There was a polite knock at the door and the very respectful white-gloved marine informed them that the court-martial was ready to reconvene.

They descended in the sleek, silent-running elevator, and were led the familiar way to the courtroom by the marine guard.

There was shuffling of papers, and rising for the court, and finally it came, unwilling, from Leventhal's lips.

One word.

"Guilty."

CHAPTER FIVE
 
March, 2116
 
Guardian Contact Base on Surface of Outpost

The day dawned as most of them did in this clearing, with a mist-shrouded sun easing its way through the knotted, roiling clouds and the tangled limbs of the surrounding forest. Two camps, one human, one Outposter, stirred and began their morning routines as the sun burned off the mist and the clouds and the dew dripped off the plant life.

C'astille opened her eyes, uncurled her legs from beneath her long body, flexed her tail, and stepped out of her field shelter into the clearing. She sucked in the fresh morning air through her blowhole. The morning air smelled good, invigorating. She stretched her arms and flexed her long fingers. It would be another good day. She went to the camp kitchen in search of breakfast.

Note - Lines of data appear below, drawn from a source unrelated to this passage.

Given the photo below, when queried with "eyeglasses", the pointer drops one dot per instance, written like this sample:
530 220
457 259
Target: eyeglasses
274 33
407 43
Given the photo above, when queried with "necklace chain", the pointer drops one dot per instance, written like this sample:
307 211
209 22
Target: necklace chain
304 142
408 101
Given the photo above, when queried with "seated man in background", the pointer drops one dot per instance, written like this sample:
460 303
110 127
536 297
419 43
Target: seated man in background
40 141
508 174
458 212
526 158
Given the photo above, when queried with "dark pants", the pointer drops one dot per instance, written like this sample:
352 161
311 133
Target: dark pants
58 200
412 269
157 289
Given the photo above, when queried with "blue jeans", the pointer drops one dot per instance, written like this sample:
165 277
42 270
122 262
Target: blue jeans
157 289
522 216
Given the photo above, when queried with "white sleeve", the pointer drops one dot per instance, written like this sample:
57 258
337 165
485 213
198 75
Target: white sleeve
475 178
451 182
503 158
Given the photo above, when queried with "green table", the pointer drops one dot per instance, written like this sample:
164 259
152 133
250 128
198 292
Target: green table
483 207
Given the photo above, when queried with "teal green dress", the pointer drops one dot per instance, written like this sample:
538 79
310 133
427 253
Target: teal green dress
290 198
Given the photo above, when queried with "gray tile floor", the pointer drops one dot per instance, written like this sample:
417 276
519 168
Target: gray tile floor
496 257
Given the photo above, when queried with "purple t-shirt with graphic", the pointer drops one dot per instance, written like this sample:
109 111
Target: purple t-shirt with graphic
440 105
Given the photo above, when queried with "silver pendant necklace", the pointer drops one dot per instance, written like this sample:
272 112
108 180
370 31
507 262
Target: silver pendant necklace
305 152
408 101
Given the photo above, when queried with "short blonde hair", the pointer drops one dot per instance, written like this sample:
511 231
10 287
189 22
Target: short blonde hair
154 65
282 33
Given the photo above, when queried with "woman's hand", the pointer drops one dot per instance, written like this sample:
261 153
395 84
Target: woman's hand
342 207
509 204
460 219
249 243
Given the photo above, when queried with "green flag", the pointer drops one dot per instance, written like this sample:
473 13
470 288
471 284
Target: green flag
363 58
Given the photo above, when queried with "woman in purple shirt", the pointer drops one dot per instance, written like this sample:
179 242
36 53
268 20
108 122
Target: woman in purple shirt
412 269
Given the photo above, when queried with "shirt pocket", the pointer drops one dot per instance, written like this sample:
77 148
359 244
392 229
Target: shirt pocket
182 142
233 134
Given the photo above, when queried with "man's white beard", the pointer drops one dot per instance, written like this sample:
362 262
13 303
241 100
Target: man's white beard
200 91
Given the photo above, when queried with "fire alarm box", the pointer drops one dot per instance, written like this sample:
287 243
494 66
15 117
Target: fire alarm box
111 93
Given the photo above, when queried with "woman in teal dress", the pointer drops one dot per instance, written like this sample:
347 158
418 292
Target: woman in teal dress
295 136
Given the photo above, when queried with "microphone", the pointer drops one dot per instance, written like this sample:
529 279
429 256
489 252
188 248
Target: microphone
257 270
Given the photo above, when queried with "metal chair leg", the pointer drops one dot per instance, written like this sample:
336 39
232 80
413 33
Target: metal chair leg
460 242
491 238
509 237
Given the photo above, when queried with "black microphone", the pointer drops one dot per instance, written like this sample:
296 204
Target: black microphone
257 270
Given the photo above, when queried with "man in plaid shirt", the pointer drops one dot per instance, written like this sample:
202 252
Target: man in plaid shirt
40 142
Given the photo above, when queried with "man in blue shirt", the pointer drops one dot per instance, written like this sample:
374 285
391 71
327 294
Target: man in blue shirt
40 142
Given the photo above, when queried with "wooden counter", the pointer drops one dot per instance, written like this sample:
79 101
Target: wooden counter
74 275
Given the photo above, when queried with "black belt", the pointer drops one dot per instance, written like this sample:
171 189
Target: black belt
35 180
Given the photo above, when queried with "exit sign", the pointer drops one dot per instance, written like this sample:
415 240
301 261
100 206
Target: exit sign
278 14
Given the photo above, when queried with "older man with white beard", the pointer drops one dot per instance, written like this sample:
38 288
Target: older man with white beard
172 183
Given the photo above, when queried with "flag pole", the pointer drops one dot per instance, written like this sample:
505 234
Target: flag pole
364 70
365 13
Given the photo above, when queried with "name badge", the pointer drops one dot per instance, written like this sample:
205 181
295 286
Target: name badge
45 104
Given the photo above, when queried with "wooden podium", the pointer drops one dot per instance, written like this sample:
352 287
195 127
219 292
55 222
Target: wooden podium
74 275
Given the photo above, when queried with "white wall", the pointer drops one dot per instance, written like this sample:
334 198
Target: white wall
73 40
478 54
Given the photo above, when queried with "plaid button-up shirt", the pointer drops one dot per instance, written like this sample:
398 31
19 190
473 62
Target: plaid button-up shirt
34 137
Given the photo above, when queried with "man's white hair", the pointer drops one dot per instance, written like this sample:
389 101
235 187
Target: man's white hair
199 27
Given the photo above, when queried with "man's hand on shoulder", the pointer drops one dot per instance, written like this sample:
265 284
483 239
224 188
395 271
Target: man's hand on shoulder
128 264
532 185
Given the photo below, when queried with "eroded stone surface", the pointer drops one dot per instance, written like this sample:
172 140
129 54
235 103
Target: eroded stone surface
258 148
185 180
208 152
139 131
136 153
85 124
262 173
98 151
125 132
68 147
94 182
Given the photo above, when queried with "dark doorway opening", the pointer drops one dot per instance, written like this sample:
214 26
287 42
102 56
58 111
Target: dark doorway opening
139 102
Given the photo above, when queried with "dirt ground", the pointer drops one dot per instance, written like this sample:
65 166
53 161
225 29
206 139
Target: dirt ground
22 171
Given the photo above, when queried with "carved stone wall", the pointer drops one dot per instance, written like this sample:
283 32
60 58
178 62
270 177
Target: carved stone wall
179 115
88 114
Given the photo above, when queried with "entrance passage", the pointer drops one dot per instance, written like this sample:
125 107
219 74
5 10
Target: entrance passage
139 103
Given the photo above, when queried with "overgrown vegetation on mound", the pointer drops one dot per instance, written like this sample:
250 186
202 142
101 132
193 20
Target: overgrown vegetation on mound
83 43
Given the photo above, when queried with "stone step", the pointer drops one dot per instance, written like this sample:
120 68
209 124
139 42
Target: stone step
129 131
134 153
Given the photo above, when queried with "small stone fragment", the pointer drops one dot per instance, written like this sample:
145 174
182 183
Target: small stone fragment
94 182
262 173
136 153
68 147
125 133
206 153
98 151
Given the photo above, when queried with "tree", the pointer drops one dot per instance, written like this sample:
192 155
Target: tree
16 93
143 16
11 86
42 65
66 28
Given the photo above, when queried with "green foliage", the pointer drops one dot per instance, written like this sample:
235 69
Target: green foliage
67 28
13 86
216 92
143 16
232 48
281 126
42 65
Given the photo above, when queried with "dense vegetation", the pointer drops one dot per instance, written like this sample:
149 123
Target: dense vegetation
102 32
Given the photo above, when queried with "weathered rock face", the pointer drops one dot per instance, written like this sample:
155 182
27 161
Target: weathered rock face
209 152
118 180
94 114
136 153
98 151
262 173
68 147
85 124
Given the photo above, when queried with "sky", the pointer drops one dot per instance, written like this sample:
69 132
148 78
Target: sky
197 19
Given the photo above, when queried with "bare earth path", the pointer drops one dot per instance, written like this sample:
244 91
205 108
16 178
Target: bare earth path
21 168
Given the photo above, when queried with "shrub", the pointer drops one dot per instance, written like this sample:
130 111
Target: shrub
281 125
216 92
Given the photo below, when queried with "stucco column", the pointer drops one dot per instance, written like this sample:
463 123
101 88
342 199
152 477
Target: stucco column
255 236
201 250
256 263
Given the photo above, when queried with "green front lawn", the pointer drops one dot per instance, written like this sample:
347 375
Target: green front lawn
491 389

On the far side of the clearing, inside one of the humans' pressurized huts, Lucy Calder slapped at the alarm clock with somewhat less enthusiasm for the day. With the dim thought of a shower and coffee, she stumbled out of bed. She had been up late again the night before, working on her notes. And Outpost's day was only nineteen hours long. It took getting used to. And C'astille would beat her to the Crystal Palace, as usual. She had given up trying to be early for their meetings—C'astille would simply be earlier still the next day. Calder liked her counterpart, and even felt in some strange way that she had something in common with her, but a little less enthusiasm for early morning work wouldn't be amiss. Coffee. That was the main thing.

Neither side was consciously aware of it, of course, but each had done the same thing, or had at least arrived at the same result: Young, open-minded, highly intelligent, and quite expendable individuals represented both species.

The Guardians hadn't made any immediate, deliberate decisions to put Johnson Gustav or Lucy Calder on
Ariadne
at the moment of First Contact. However, human traditions of exploration and military service, formed by decisions made and lessons learned over thousands of years, favored the practice of using young, still-flexible personnel, people with few immediate dependents to lead expeditions to the unknown or the unpredictable. It seemed to be what worked best: More explorers and soldiers came back when the leaders were young and smart and had few attachments to the outside world. Given that tradition, persons like Gustav and Calder were the most likely to be thrown into situations where a First Contact might occur: for example, on board a station orbiting a largely unexplored world. If humans had found that older left-handers who lacked a sense of humor did better in hazardous situations, the Outposters would have faced some aged and stern-faced southpaws instead of Gustav and Calder.